Repasa Chitarroni las páginas de Robert Louis Stevenson donde se certifica la tranquilidad del lector cuando aparecen, en un sitio exótico, los viajeros ingleses e impone a Swift como el extranjero definitivo, argumentando su “destreza y velocidad” en el armado en escala de “escenas veraces dentro de realidades inadmisibles”. Tras abordar el asunto de la nacionalidad (la obsesión, en literatura, de quienes la condenan), Chitarroni reflexiona sobre la falsa ausencia de los camellos en el Corán (imprecisión de Borges) y acaba por revelar, de manera sorpresiva, el objetivo verdadero de su ensayo, la defensa de César Aira como supremo exotista. Se repasan, en Mil tazas de té, las razones habituales usadas para censurar al prolífico Aira. Una de ellas es burlarse de los 25 libros publicados por Aira durante una década, como si la “cantidad encerrara una idea irrisoria” de la calidad. Descree Chitarroni del elogio indebido y abusivo de la corrección y aboga por aquellos, contra Flaubert y sus manías, que no corrigen o dicen no hacerlo. Se ampara el crítico argentino en Walter Benjamin, quien a propósito de Walser, postulaba, quizás, que conocemos muchas maneras de escribir, pero pocas de corregir.

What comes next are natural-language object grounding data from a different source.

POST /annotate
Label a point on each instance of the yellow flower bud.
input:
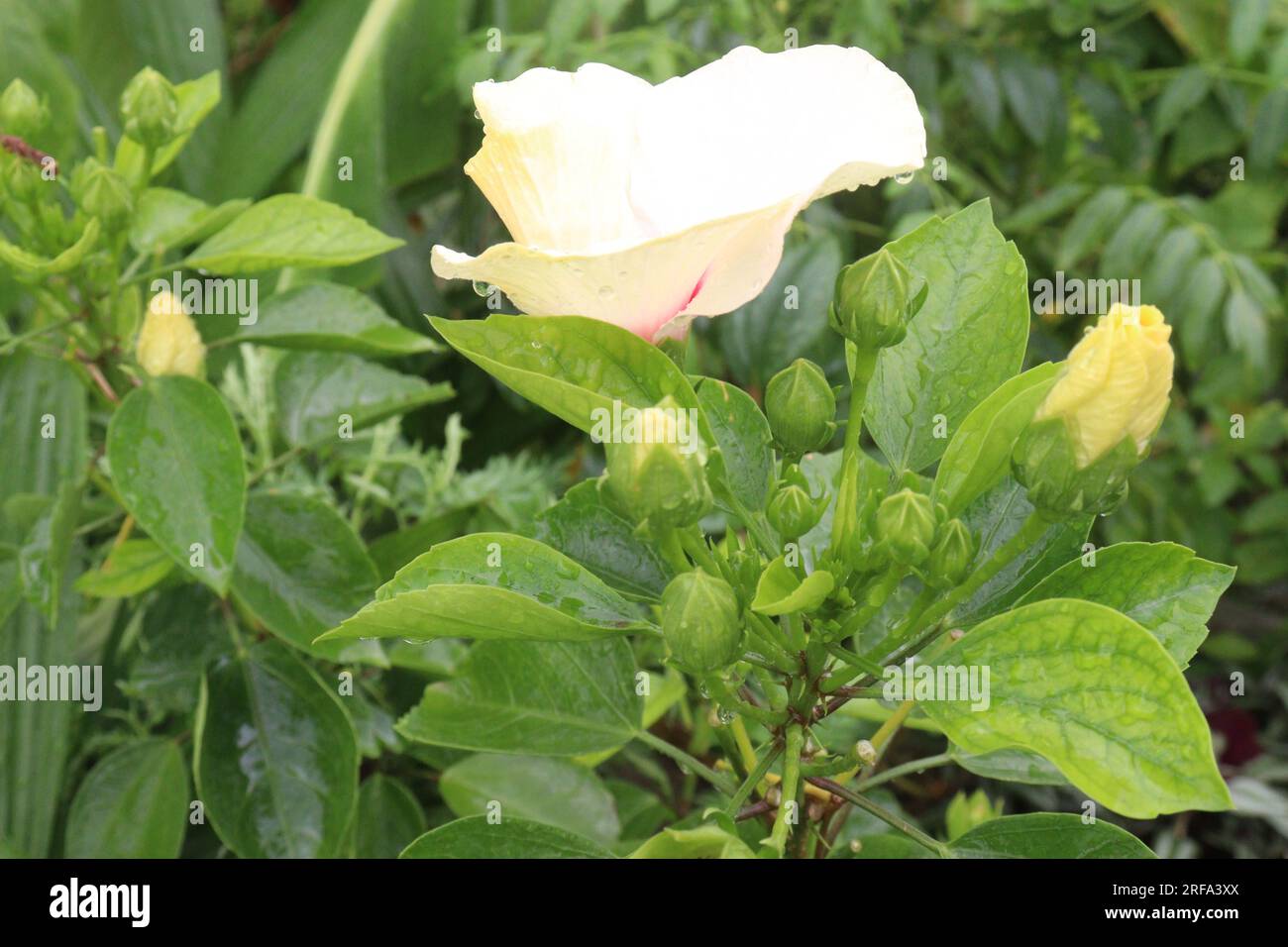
(168, 343)
(1116, 382)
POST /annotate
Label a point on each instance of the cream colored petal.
(752, 129)
(640, 287)
(557, 157)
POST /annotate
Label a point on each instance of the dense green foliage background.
(1107, 162)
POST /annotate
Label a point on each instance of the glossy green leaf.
(782, 591)
(275, 758)
(387, 819)
(741, 470)
(301, 570)
(541, 789)
(477, 836)
(572, 367)
(1048, 835)
(323, 394)
(966, 341)
(787, 320)
(334, 318)
(183, 633)
(290, 231)
(995, 518)
(165, 219)
(703, 841)
(535, 697)
(129, 570)
(1120, 722)
(132, 804)
(583, 527)
(979, 453)
(1163, 586)
(493, 585)
(176, 463)
(1012, 764)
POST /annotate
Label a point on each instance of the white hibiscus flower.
(648, 205)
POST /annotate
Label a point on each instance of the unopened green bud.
(802, 407)
(875, 299)
(656, 467)
(150, 108)
(906, 526)
(102, 192)
(699, 622)
(952, 557)
(793, 512)
(22, 114)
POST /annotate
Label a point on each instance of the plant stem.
(903, 770)
(687, 761)
(752, 781)
(884, 814)
(789, 788)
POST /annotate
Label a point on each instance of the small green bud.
(906, 526)
(150, 108)
(699, 622)
(875, 299)
(22, 114)
(1044, 463)
(102, 192)
(793, 512)
(656, 471)
(952, 557)
(802, 407)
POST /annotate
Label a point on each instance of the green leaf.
(290, 231)
(333, 318)
(966, 341)
(1120, 723)
(176, 463)
(493, 585)
(181, 634)
(283, 98)
(1010, 766)
(703, 841)
(301, 570)
(197, 99)
(1048, 835)
(572, 367)
(387, 819)
(787, 318)
(1180, 97)
(782, 591)
(533, 697)
(129, 570)
(165, 219)
(317, 390)
(1091, 224)
(43, 558)
(993, 519)
(132, 804)
(275, 758)
(979, 453)
(741, 470)
(511, 838)
(541, 789)
(1162, 586)
(583, 527)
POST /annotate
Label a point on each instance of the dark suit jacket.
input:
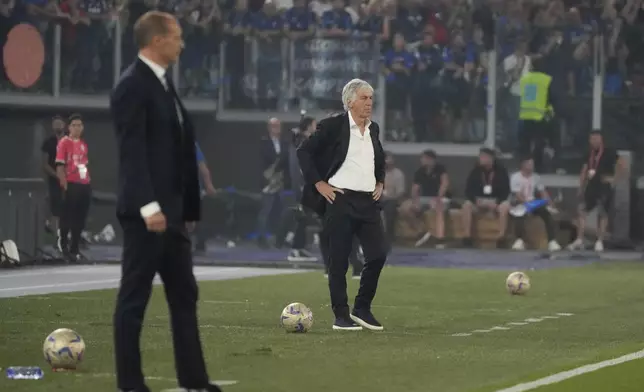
(269, 156)
(156, 154)
(322, 154)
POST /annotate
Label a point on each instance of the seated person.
(487, 190)
(526, 186)
(429, 190)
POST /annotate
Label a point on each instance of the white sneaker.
(423, 239)
(519, 244)
(553, 246)
(599, 246)
(576, 245)
(301, 255)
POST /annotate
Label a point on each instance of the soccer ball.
(518, 283)
(296, 317)
(64, 349)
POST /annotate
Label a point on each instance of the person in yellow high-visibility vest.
(536, 112)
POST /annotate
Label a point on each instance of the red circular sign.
(24, 55)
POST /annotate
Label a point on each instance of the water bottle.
(25, 373)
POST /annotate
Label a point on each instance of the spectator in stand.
(319, 7)
(373, 22)
(398, 67)
(425, 91)
(429, 190)
(337, 21)
(73, 175)
(487, 190)
(197, 19)
(268, 27)
(236, 29)
(514, 66)
(300, 22)
(458, 58)
(525, 186)
(411, 20)
(79, 47)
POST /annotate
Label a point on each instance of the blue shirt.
(263, 22)
(339, 19)
(299, 19)
(200, 157)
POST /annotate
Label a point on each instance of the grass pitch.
(420, 308)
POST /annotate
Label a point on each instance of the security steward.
(538, 106)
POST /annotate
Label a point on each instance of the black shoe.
(365, 318)
(345, 324)
(142, 389)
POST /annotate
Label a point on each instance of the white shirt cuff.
(150, 209)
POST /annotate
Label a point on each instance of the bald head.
(150, 25)
(158, 36)
(274, 127)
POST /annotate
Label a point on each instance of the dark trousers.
(543, 213)
(354, 214)
(76, 202)
(390, 210)
(355, 261)
(271, 204)
(144, 254)
(532, 141)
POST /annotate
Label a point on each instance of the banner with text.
(322, 66)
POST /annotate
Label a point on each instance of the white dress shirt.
(357, 172)
(152, 208)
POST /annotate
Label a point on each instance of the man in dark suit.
(344, 168)
(158, 203)
(275, 170)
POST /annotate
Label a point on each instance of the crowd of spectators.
(435, 53)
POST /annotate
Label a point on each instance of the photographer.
(74, 179)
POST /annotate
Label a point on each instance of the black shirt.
(601, 161)
(49, 148)
(429, 182)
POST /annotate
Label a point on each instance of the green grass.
(420, 309)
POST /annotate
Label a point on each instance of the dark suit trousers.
(356, 264)
(144, 254)
(354, 214)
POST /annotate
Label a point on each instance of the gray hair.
(350, 90)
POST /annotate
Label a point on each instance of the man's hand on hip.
(377, 193)
(190, 226)
(156, 222)
(327, 190)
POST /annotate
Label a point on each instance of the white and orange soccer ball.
(518, 283)
(64, 349)
(296, 317)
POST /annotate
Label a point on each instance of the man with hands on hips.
(343, 164)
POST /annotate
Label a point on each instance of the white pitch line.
(515, 324)
(57, 285)
(556, 378)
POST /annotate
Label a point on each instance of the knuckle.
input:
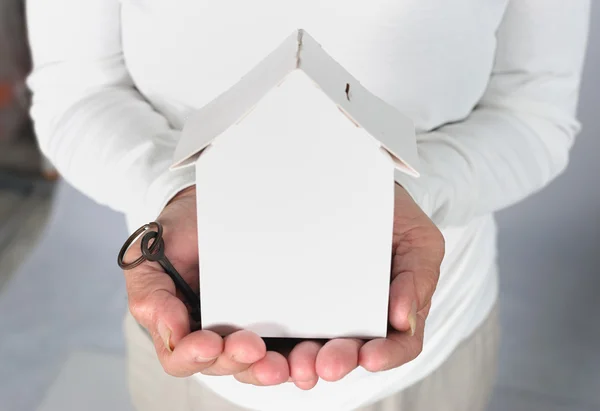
(141, 310)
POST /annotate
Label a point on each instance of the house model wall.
(295, 181)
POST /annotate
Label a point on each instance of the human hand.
(417, 253)
(154, 303)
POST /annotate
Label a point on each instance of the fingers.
(415, 273)
(195, 353)
(241, 350)
(302, 361)
(337, 358)
(272, 369)
(397, 349)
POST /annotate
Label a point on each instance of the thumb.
(153, 303)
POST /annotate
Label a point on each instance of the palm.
(418, 249)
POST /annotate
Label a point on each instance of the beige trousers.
(462, 383)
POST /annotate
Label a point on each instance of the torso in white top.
(491, 86)
(183, 53)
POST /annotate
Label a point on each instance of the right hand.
(153, 302)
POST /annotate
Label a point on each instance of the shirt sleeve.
(518, 137)
(91, 122)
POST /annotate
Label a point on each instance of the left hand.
(417, 253)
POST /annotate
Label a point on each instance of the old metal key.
(153, 249)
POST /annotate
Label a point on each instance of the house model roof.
(392, 130)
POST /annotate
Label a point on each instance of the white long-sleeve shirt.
(492, 86)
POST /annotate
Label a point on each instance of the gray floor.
(549, 362)
(549, 259)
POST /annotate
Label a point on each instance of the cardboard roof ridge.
(300, 51)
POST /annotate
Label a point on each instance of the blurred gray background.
(55, 358)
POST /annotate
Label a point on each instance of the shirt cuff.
(415, 187)
(160, 191)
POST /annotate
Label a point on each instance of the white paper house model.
(295, 180)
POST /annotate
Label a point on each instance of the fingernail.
(412, 318)
(203, 359)
(165, 335)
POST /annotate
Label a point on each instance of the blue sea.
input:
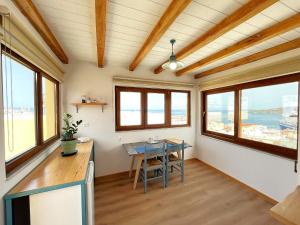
(270, 120)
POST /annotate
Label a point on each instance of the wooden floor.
(207, 197)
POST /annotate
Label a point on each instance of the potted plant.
(68, 142)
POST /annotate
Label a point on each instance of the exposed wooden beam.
(171, 13)
(277, 29)
(244, 13)
(30, 11)
(100, 6)
(252, 58)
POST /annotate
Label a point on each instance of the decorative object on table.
(68, 142)
(83, 139)
(83, 99)
(172, 64)
(88, 100)
(152, 141)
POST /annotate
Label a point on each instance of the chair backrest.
(153, 150)
(175, 147)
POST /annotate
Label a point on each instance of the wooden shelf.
(288, 211)
(77, 105)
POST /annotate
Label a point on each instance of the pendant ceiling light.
(172, 64)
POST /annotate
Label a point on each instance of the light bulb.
(173, 65)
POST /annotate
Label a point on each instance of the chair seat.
(173, 158)
(154, 163)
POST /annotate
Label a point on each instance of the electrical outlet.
(85, 124)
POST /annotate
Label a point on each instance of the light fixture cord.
(11, 85)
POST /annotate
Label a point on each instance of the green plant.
(69, 128)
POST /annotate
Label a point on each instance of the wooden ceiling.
(211, 36)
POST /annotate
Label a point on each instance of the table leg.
(131, 166)
(138, 167)
(179, 154)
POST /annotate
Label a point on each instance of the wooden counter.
(56, 171)
(288, 211)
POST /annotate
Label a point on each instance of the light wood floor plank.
(207, 197)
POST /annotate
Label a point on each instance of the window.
(30, 102)
(49, 108)
(19, 108)
(131, 109)
(261, 114)
(143, 108)
(270, 114)
(220, 113)
(180, 108)
(155, 108)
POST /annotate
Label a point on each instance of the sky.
(131, 101)
(268, 97)
(23, 84)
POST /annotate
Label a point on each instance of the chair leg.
(145, 181)
(164, 175)
(166, 171)
(182, 166)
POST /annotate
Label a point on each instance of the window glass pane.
(220, 113)
(179, 108)
(270, 114)
(49, 108)
(19, 107)
(155, 108)
(130, 105)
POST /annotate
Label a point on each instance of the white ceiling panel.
(129, 22)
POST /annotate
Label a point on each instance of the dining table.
(136, 151)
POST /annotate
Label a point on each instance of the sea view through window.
(259, 114)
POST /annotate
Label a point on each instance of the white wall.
(85, 78)
(269, 174)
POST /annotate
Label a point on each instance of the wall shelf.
(77, 105)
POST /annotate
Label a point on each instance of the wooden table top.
(57, 170)
(288, 211)
(131, 147)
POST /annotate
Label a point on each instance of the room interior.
(149, 112)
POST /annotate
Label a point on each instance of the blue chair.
(173, 161)
(154, 161)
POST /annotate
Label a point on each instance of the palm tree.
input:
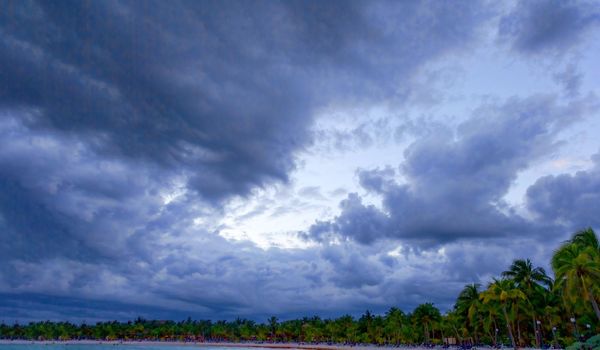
(468, 305)
(532, 282)
(426, 314)
(576, 265)
(506, 293)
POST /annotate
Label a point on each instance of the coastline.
(201, 344)
(219, 344)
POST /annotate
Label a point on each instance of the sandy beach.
(224, 345)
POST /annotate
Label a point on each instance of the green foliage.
(525, 307)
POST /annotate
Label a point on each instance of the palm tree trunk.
(591, 296)
(535, 333)
(595, 305)
(512, 337)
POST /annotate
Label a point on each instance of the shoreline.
(220, 344)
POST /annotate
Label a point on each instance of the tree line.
(524, 306)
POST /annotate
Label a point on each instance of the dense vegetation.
(523, 307)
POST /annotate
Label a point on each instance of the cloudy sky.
(289, 158)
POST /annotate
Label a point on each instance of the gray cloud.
(224, 92)
(125, 127)
(568, 200)
(547, 26)
(455, 181)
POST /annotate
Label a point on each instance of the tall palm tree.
(426, 314)
(468, 305)
(531, 280)
(576, 265)
(506, 293)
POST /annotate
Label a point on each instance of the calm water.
(113, 347)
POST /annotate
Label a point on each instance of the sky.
(223, 159)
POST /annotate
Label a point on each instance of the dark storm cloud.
(548, 26)
(124, 126)
(224, 91)
(570, 200)
(455, 181)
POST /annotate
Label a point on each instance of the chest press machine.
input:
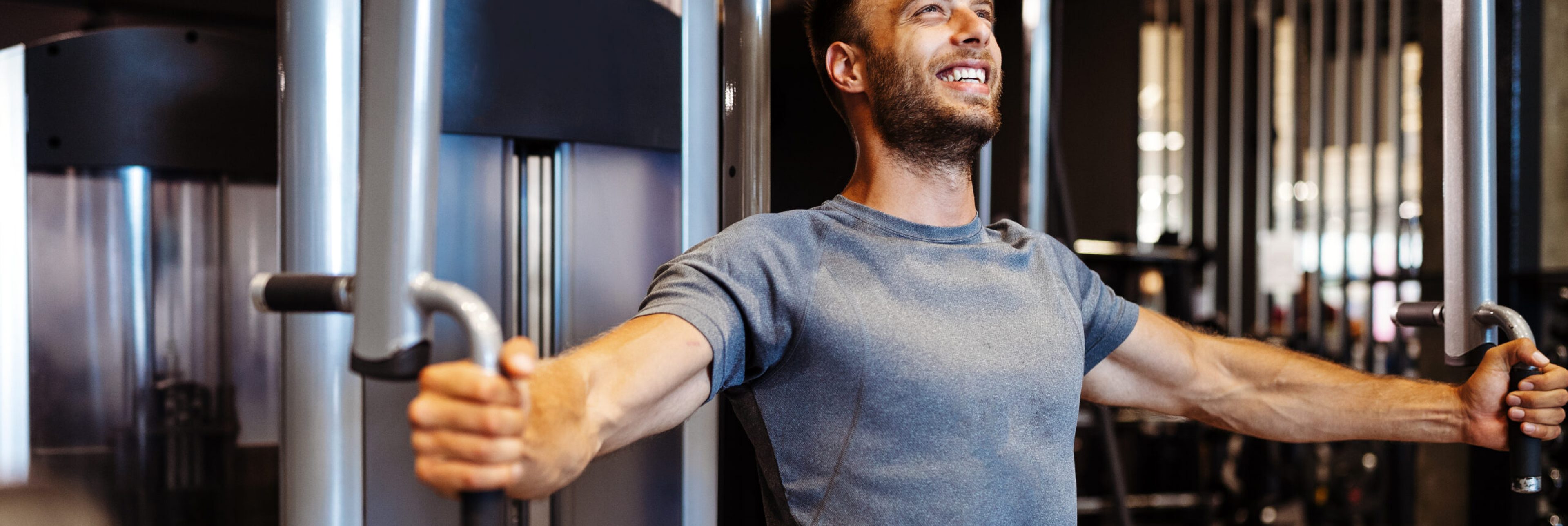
(392, 294)
(1470, 313)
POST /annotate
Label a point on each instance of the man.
(896, 362)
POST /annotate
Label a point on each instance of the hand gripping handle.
(485, 338)
(1525, 453)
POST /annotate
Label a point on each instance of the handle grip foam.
(1525, 453)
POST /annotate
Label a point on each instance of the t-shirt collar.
(905, 228)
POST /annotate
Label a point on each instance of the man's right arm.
(537, 431)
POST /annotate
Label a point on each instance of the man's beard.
(918, 125)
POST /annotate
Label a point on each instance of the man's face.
(935, 76)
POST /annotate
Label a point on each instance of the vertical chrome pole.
(700, 186)
(137, 187)
(15, 420)
(401, 126)
(1039, 118)
(747, 114)
(1470, 170)
(322, 426)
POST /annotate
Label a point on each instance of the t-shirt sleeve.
(737, 290)
(1107, 318)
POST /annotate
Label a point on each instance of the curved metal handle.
(485, 340)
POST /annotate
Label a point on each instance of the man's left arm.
(1274, 393)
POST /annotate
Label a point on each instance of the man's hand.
(1492, 406)
(474, 431)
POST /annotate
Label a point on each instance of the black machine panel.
(597, 71)
(154, 96)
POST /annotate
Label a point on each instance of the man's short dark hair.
(827, 22)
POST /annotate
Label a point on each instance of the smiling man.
(894, 360)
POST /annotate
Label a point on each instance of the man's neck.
(938, 195)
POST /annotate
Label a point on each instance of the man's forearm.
(1288, 396)
(639, 379)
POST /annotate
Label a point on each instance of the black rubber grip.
(1525, 453)
(1420, 314)
(483, 508)
(302, 293)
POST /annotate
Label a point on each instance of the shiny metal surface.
(322, 459)
(401, 126)
(700, 181)
(1504, 319)
(539, 269)
(470, 310)
(1039, 120)
(1470, 170)
(15, 420)
(747, 112)
(1528, 486)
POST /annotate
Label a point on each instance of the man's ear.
(846, 68)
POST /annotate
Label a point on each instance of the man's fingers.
(451, 476)
(519, 357)
(1553, 377)
(433, 412)
(1539, 431)
(1537, 417)
(1539, 399)
(466, 381)
(468, 446)
(1523, 351)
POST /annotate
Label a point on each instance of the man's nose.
(970, 30)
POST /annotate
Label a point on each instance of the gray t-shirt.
(893, 373)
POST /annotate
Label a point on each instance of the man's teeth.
(963, 74)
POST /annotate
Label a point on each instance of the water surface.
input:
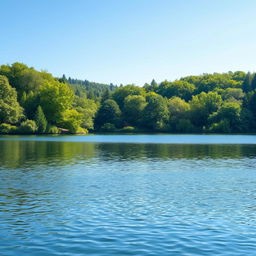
(128, 195)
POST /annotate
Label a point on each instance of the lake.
(128, 195)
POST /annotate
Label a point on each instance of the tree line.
(34, 101)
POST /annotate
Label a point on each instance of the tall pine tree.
(247, 84)
(40, 119)
(253, 84)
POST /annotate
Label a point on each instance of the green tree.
(227, 118)
(122, 92)
(247, 84)
(10, 110)
(88, 108)
(253, 84)
(133, 109)
(71, 120)
(177, 88)
(40, 120)
(27, 127)
(155, 114)
(55, 99)
(202, 105)
(179, 110)
(109, 112)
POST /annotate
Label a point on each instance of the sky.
(129, 41)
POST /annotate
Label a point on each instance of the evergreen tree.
(40, 120)
(247, 84)
(253, 84)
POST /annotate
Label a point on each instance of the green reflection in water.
(15, 154)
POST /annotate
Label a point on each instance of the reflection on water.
(86, 198)
(15, 154)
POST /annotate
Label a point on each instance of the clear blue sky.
(129, 41)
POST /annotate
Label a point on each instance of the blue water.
(138, 195)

Mil tazas de té concluye con una odisea de tan sólo cinco días en la Cuba literaria, incluyendo la visita decepcionante a la casa de Lezama Lima y el trato con los fantasmas de Lino Novás Calvo, Calvert Casey y Alejo Carpentier (autor de La consagración de la primavera, una de las novelas más odiosas, según la opinión del crítico). Peripecias del no. Diario de una novela inconclusa, también es la crónica de un viaje que nunca comienza, a la manera de El retorno de África, de Tanner: la imposibilidad de concluir una novela. Este libro de Chitarroni es de aquellos que hace mucho tiempo fueron experimentales y de vanguardia, y hoy son buenamente clásicos. Es la novela de una novela que no fue, el registro de la más heroica de las experiencias literarias, hacer una revista (en este caso titulada Ágrafa) y tornar la aventura en una meditación sobre la escritura. Para hacerle publicidad actualísima a la novela de Chitarroni diría que es lo contrario de Los detectives salvajes, de Roberto Bolaño, es decir, un libro empeñado en probar que las aventuras de un grupo poético nada tienen que ver con el heroísmo de la juventud. Peripecias del no es literatura pura, artificialidad total: un libro mallarmeano que, canónicamente, no se escribió. Yo lo leí de cabo a rabo, durante una tarde, con la indulgencia con la que se lee el diario íntimo de un amigo cercano, con el azoro de quien se descubre en un espejo.
Borradores, repeticiones, citas olvidadas por saturación de literatura, asedios, componen Peripecias del no. No le perdonaría yo a Chitarroni una descalificación grosera de Ford Madox Ford (“una especie de cadáver de Morsa, vaciado ya” y mil veces vindicado). Le agradezco, a cambio, un retrato breve y chispeante de F.R. Leavis, la magia de las librerías de viejo y un diario mexicano donde aparecen lo mismo Jorge Aguilar Mora que Aurelio Asiain. Mucho tiene finalmente, Peripecias del no, de novela en clave argentina y en este caso, por fortuna, se me escapan, salvo las más transparentes (Rodrigo Fresán, Ricardo Piglia, César Aira), la mayoría de las alusiones. Aspiro, al menos ante Peripecias del no, a la condición de “extranjero definitivo”.
Uno de los libros de Chitarroni –lo compulsé en la pasada Feria de Guadalajara pero no pude convencer al expositor de que me lo vendiera– es una antología titulada Los escritores de los escritores. Chitarroni quizá sólo querría ser eso, un escritor para escritores, como algún día lo fueron, prevenidos y melancólicos, Borges y Nabokov. No me extrañaría que en medio siglo se exalte a Luis Chitarroni como ahora se les exalta a ellos.